Malaria

Malaria or paludism is an acute or chronic disease caused by the protozoan parasite of the genus Plasmodium in human red blood cells. It is transmited via the vector mosquito of the genus  Anopheles and still remains one of the most mortal diseases in the world, and means a great burden for the affected areas.

The projected eradication of the disease requires great effort and the combination of multiple strategies of prevention, control and cure. In vitro cultivation of the erythrocytic stages of P. falciparum is essential for the development of an effective treatment or vaccine. The actual methods in use for the in vitro propagation of the parasites are expensive, tenuous and not fully understood. There is a demand for improving the actual culturing techniques, and a model for the  behavior of the culture systems would be an aid for this purpose.

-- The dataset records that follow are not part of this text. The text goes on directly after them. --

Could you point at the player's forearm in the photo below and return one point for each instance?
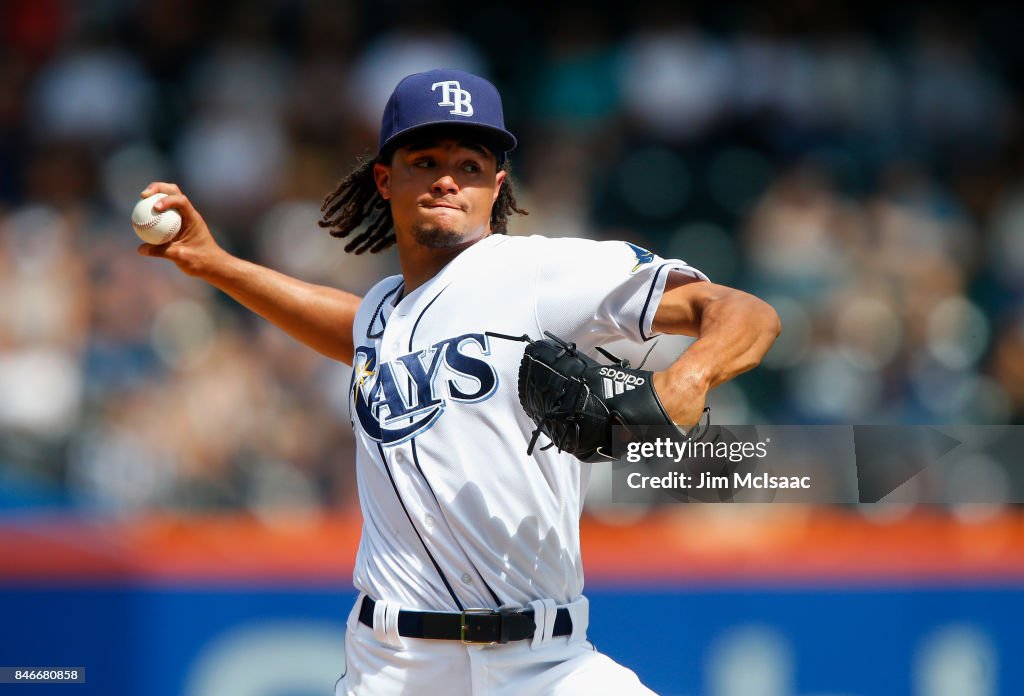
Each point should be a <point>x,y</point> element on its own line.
<point>735,330</point>
<point>316,315</point>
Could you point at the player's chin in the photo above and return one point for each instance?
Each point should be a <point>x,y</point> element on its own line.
<point>438,235</point>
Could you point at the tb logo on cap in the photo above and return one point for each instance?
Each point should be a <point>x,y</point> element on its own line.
<point>455,96</point>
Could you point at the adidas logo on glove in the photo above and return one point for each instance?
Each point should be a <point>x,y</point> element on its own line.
<point>615,381</point>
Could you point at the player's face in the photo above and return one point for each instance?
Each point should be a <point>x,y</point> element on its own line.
<point>441,191</point>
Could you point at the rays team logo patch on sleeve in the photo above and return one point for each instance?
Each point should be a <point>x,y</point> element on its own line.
<point>643,256</point>
<point>404,397</point>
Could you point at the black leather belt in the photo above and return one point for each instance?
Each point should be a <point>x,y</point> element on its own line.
<point>484,626</point>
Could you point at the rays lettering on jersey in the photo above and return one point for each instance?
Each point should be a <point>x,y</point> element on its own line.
<point>401,398</point>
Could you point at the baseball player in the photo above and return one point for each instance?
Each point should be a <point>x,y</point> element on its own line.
<point>469,569</point>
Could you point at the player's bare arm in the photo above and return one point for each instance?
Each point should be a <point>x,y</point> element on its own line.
<point>318,316</point>
<point>734,331</point>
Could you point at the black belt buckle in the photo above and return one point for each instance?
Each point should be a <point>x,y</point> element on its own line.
<point>475,612</point>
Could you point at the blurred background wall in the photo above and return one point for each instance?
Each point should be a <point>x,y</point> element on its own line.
<point>860,168</point>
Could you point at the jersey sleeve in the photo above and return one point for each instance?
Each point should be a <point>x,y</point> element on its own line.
<point>591,292</point>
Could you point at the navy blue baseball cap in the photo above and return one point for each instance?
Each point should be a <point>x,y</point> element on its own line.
<point>445,98</point>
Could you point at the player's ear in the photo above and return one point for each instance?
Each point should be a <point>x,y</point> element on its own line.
<point>499,180</point>
<point>382,176</point>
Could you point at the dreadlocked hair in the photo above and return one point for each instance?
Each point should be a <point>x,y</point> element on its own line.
<point>356,202</point>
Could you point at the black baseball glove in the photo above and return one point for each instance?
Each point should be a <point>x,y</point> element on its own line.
<point>574,400</point>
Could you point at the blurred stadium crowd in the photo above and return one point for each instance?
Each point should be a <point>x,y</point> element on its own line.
<point>863,171</point>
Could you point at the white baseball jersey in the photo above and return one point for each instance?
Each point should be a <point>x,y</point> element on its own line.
<point>455,513</point>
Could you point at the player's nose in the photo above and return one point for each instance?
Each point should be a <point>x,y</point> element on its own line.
<point>445,184</point>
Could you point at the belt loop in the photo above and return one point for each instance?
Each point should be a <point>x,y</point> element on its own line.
<point>386,623</point>
<point>544,619</point>
<point>353,615</point>
<point>580,612</point>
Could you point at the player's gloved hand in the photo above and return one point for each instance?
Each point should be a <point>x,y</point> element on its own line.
<point>574,400</point>
<point>194,250</point>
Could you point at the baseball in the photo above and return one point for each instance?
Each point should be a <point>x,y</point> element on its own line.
<point>154,227</point>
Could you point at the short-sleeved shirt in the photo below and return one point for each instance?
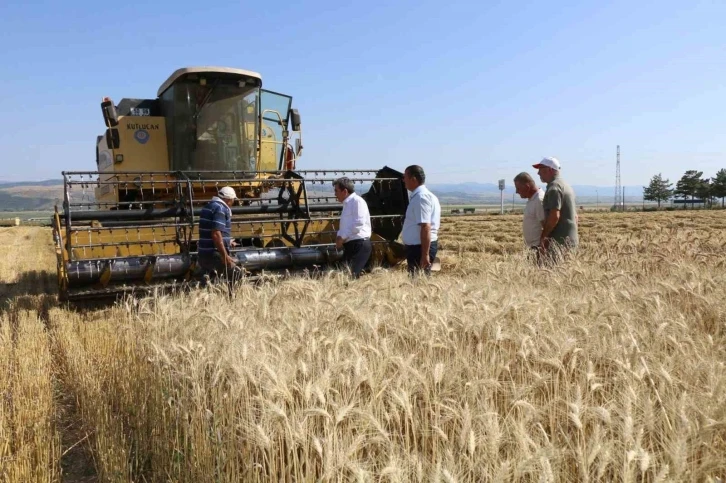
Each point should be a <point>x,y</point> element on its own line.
<point>216,215</point>
<point>533,219</point>
<point>423,207</point>
<point>559,196</point>
<point>355,219</point>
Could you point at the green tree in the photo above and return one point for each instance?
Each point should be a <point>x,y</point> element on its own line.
<point>658,190</point>
<point>704,190</point>
<point>719,185</point>
<point>687,186</point>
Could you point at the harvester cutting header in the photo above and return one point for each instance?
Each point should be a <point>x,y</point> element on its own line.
<point>133,222</point>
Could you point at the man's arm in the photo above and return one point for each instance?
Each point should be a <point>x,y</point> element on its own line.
<point>219,245</point>
<point>425,244</point>
<point>345,228</point>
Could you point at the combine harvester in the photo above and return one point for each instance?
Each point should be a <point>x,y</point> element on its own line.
<point>131,225</point>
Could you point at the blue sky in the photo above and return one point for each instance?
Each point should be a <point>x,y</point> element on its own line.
<point>471,91</point>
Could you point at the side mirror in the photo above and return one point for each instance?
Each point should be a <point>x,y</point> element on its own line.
<point>112,139</point>
<point>295,115</point>
<point>110,117</point>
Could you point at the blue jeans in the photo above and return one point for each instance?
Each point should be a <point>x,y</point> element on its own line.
<point>413,257</point>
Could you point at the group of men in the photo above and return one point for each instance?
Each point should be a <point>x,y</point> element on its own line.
<point>550,217</point>
<point>549,224</point>
<point>420,228</point>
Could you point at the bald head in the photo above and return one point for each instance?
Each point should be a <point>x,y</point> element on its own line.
<point>525,185</point>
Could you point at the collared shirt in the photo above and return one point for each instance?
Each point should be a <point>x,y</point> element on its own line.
<point>216,215</point>
<point>355,220</point>
<point>423,207</point>
<point>533,219</point>
<point>560,196</point>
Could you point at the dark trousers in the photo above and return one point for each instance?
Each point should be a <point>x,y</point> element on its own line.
<point>413,257</point>
<point>356,254</point>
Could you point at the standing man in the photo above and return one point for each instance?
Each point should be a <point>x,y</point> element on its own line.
<point>354,233</point>
<point>421,225</point>
<point>215,225</point>
<point>560,228</point>
<point>534,216</point>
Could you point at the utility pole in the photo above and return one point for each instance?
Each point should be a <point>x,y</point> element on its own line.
<point>619,196</point>
<point>501,196</point>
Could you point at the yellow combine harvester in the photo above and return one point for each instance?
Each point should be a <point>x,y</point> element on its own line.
<point>132,223</point>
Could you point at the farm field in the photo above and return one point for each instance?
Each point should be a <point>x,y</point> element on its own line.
<point>608,368</point>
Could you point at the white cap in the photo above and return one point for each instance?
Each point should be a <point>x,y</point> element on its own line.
<point>548,162</point>
<point>228,193</point>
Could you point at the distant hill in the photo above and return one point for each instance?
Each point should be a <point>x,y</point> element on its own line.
<point>48,182</point>
<point>30,195</point>
<point>492,189</point>
<point>44,195</point>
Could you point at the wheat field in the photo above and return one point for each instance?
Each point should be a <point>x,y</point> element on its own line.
<point>607,368</point>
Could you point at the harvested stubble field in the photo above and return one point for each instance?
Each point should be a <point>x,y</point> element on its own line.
<point>610,368</point>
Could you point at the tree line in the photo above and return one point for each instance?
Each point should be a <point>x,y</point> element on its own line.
<point>690,187</point>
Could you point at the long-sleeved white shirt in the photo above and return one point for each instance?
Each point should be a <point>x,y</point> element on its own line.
<point>355,220</point>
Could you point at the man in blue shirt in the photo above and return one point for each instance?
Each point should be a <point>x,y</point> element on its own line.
<point>421,225</point>
<point>215,241</point>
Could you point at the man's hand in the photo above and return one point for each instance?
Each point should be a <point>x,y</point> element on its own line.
<point>544,243</point>
<point>425,260</point>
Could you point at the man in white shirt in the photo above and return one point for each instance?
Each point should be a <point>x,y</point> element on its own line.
<point>421,225</point>
<point>354,233</point>
<point>534,216</point>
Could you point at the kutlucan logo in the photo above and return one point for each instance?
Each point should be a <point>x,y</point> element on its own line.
<point>142,136</point>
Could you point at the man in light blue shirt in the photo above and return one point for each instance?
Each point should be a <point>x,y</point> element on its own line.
<point>421,225</point>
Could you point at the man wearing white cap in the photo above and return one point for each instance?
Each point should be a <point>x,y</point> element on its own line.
<point>215,225</point>
<point>560,208</point>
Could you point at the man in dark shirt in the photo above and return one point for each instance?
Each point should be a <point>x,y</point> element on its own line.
<point>560,229</point>
<point>215,225</point>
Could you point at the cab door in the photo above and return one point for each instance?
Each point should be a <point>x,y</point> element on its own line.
<point>274,114</point>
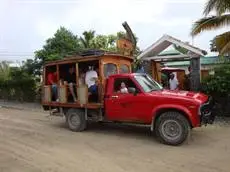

Large-scale dynamic modeling of cell populations and subsequent computer simulations may provide the clues for a correct description of such a culture system, as it has thrown light over the global behavior of many microbial communities such as bacteria and yeasts. Many mathematical models for describing the dynamics of in vitro and vivo P. falciparum infected human erythrocyte populations have been carried out so far. They have proved to be useful for describing specific features, such as the effect of temperature variation on the infected cells population, or the assessment of cross-resistance to antimalarial treatments. However, such models based on differential equations leave some issues out of reach, in particular, those features that most strongly depend on individual traits or local processes.

Individual based Models (IbM) can introduce more realistic cellular models and describe local interactions. By using IbM, different aspects of the real culture system can be tackled one by one, thus more complexity can be introduced into the model.